# mc stalls on startup



## balanga (Jan 21, 2018)

Midnight commander misc/mc is probably my most used program and from time to time it appears to stall on startup, ie it seems to take a minute or two to start. Normally it starts up instantly.

Has anyone else ever come across this and knows why it happens?


----------



## ondra_knezour (Jan 21, 2018)

Yes, many times over ssh, when something tries to resolve hostname for an IP address from which I am connected. Because there is no PTR record for such address in most cases and this stall appears only from time to time I suppose that it is something broken with DNS resolving on given target machine - underlying resolver doesn't return NO RECORD immediately, but tries to find it somewhere to no avail until timeout.
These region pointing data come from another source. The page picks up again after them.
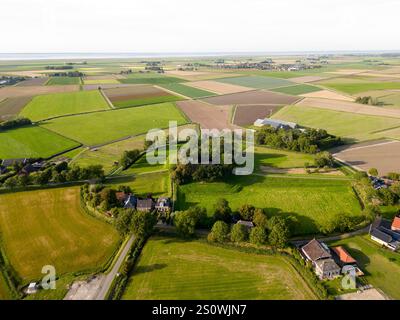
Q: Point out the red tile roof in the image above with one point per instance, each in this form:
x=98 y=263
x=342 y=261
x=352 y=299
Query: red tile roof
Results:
x=343 y=255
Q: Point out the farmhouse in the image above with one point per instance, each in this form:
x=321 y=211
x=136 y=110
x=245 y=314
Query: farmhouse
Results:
x=277 y=124
x=319 y=255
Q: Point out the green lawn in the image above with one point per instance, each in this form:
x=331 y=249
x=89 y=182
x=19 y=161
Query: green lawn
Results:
x=297 y=90
x=146 y=101
x=101 y=127
x=257 y=82
x=310 y=201
x=353 y=126
x=381 y=266
x=60 y=104
x=170 y=268
x=280 y=158
x=188 y=91
x=61 y=81
x=354 y=88
x=49 y=227
x=32 y=142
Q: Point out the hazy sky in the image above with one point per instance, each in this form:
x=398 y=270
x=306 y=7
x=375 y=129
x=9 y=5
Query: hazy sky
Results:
x=198 y=25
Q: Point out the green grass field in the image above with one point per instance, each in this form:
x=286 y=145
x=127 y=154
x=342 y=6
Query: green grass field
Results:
x=297 y=90
x=280 y=158
x=62 y=81
x=188 y=91
x=32 y=142
x=310 y=201
x=170 y=268
x=355 y=127
x=49 y=227
x=146 y=101
x=101 y=127
x=354 y=88
x=381 y=266
x=60 y=104
x=257 y=82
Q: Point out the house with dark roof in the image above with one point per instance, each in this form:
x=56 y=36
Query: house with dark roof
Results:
x=146 y=205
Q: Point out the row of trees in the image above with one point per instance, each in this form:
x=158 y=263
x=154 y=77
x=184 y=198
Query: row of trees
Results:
x=308 y=140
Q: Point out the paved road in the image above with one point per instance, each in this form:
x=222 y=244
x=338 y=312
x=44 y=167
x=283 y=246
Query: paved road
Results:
x=109 y=278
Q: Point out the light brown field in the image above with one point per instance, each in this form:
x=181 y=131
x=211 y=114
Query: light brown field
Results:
x=349 y=107
x=382 y=155
x=327 y=94
x=19 y=91
x=209 y=117
x=217 y=87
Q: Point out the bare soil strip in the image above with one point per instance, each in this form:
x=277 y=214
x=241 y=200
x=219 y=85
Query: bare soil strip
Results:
x=349 y=107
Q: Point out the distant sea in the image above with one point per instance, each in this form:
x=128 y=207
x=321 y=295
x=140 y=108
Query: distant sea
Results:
x=116 y=55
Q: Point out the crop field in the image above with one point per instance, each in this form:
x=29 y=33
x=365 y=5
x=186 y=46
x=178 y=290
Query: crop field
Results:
x=209 y=117
x=252 y=97
x=61 y=104
x=217 y=87
x=100 y=127
x=354 y=127
x=58 y=232
x=381 y=266
x=187 y=91
x=32 y=142
x=257 y=82
x=246 y=114
x=170 y=268
x=12 y=106
x=310 y=201
x=297 y=90
x=61 y=81
x=280 y=158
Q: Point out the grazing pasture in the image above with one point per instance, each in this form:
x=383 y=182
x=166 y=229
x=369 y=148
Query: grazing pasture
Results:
x=32 y=142
x=257 y=82
x=10 y=107
x=297 y=90
x=217 y=87
x=203 y=271
x=58 y=232
x=353 y=126
x=102 y=127
x=252 y=97
x=209 y=117
x=62 y=81
x=188 y=91
x=246 y=114
x=61 y=104
x=311 y=202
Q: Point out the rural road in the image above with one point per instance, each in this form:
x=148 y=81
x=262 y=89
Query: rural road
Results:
x=109 y=278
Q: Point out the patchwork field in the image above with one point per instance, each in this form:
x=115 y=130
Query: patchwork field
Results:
x=209 y=117
x=354 y=127
x=381 y=155
x=311 y=201
x=203 y=271
x=32 y=142
x=138 y=96
x=61 y=81
x=252 y=97
x=257 y=82
x=187 y=91
x=381 y=266
x=246 y=114
x=217 y=87
x=100 y=127
x=58 y=232
x=349 y=107
x=297 y=90
x=61 y=104
x=10 y=107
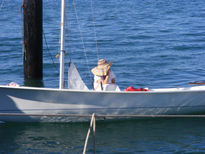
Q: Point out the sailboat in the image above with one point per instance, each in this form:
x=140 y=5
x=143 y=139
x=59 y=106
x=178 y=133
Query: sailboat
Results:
x=30 y=104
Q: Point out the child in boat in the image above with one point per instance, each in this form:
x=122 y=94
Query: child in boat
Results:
x=103 y=76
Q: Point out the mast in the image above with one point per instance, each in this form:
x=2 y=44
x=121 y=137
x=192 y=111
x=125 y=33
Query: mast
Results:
x=62 y=51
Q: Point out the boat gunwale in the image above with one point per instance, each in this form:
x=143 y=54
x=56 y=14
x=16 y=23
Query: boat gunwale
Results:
x=161 y=90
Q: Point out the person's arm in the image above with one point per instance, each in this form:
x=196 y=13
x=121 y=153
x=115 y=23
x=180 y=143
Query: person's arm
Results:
x=105 y=81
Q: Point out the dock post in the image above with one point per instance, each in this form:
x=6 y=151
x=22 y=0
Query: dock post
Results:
x=32 y=45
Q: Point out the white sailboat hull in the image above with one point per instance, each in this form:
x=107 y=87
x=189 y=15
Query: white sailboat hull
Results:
x=44 y=101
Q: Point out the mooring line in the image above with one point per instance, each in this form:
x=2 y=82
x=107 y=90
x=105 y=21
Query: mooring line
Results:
x=92 y=126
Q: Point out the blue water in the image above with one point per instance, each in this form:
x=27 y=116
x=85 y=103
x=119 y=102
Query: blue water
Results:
x=152 y=43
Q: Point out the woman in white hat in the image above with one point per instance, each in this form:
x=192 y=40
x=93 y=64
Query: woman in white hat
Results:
x=103 y=75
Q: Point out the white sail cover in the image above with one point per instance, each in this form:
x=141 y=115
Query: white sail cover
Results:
x=74 y=79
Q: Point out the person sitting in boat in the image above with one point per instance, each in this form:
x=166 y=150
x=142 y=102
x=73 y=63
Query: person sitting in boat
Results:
x=104 y=78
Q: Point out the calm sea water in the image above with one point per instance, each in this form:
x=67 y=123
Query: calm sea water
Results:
x=153 y=43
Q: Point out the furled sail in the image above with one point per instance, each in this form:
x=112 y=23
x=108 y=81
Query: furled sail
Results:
x=74 y=79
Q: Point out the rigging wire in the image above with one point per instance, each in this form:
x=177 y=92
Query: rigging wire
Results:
x=94 y=25
x=69 y=34
x=82 y=41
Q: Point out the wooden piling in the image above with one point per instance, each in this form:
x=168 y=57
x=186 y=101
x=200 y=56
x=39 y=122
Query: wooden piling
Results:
x=32 y=45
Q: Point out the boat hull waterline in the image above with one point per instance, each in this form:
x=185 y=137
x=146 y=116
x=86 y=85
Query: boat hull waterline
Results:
x=47 y=101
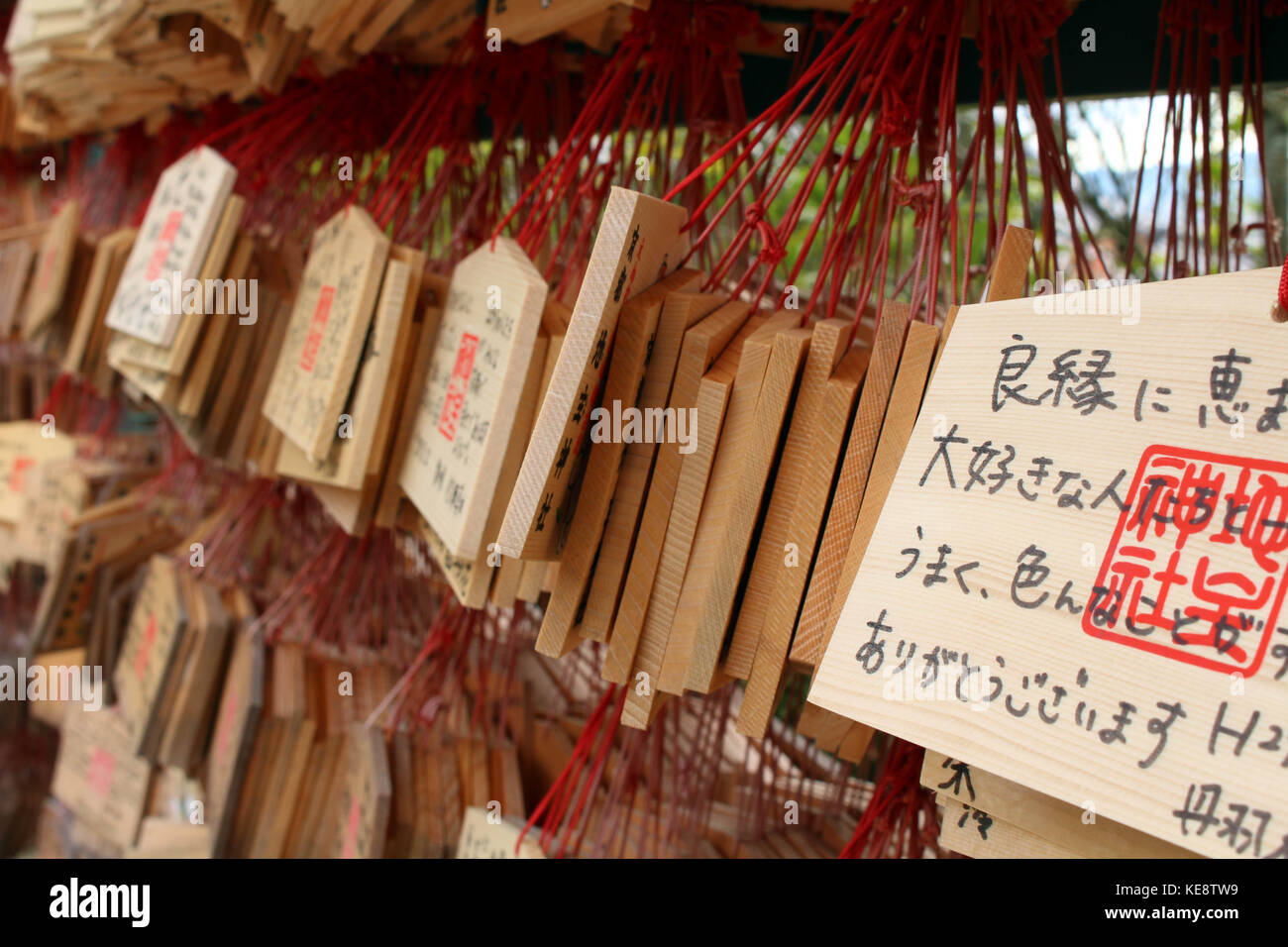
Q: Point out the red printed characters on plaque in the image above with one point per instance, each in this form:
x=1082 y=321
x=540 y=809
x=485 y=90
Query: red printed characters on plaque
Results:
x=1196 y=569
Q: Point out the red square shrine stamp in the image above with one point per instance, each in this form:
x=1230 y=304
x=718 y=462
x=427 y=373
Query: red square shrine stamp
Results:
x=1196 y=567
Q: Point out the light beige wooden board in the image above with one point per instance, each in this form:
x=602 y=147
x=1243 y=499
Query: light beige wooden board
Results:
x=795 y=464
x=214 y=298
x=487 y=836
x=365 y=797
x=964 y=789
x=346 y=464
x=423 y=346
x=97 y=294
x=16 y=257
x=471 y=395
x=53 y=264
x=698 y=352
x=612 y=423
x=814 y=486
x=98 y=776
x=535 y=571
x=1202 y=599
x=844 y=508
x=712 y=403
x=977 y=834
x=729 y=513
x=232 y=737
x=679 y=315
x=24 y=449
x=471 y=578
x=178 y=227
x=910 y=384
x=147 y=654
x=213 y=346
x=638 y=244
x=526 y=21
x=329 y=324
x=700 y=478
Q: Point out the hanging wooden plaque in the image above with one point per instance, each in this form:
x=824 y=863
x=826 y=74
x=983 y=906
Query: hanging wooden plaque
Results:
x=1094 y=492
x=471 y=397
x=329 y=325
x=638 y=244
x=178 y=227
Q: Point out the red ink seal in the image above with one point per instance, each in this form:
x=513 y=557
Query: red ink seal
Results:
x=454 y=402
x=1158 y=587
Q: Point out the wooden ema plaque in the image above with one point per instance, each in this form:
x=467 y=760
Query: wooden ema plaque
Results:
x=1091 y=492
x=472 y=393
x=975 y=801
x=365 y=796
x=236 y=720
x=485 y=835
x=178 y=227
x=147 y=656
x=346 y=464
x=53 y=264
x=98 y=775
x=638 y=244
x=329 y=326
x=24 y=450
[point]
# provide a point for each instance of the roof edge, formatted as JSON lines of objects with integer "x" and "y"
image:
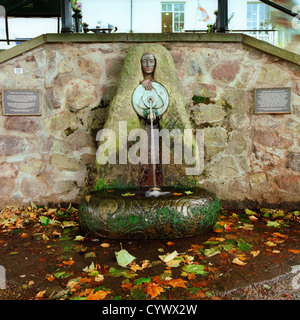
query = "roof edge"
{"x": 147, "y": 37}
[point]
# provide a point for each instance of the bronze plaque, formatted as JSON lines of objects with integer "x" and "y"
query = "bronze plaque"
{"x": 21, "y": 103}
{"x": 272, "y": 100}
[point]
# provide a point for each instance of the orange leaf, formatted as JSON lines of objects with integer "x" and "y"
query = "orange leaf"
{"x": 104, "y": 245}
{"x": 157, "y": 280}
{"x": 238, "y": 262}
{"x": 154, "y": 290}
{"x": 85, "y": 280}
{"x": 40, "y": 294}
{"x": 126, "y": 286}
{"x": 218, "y": 230}
{"x": 99, "y": 295}
{"x": 50, "y": 277}
{"x": 69, "y": 262}
{"x": 178, "y": 283}
{"x": 277, "y": 234}
{"x": 294, "y": 251}
{"x": 135, "y": 267}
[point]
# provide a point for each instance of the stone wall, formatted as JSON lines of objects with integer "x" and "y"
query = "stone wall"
{"x": 249, "y": 159}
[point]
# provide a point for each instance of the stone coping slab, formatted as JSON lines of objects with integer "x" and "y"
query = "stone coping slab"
{"x": 147, "y": 37}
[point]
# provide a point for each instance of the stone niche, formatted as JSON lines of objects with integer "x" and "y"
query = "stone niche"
{"x": 249, "y": 159}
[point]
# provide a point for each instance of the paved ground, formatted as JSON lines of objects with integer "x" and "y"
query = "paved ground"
{"x": 249, "y": 255}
Usually regular DNS queries for for example A or CNAME records work just fine - ping some-well-known-domain.com works as expected.


----------



## ShelLuser (Jan 21, 2018)

This usually indicates a DNS resolving problem somewhere. I've had it happen on hosts where there was no entry for 127.0.0.1 in /etc/hosts for example.


----------



## Datapanic (Jan 21, 2018)

Does misc/mc even need DNS?  I tested it on one of my systems with /etc/hosts and /etc/resolv.conf renamed and it came right up.


----------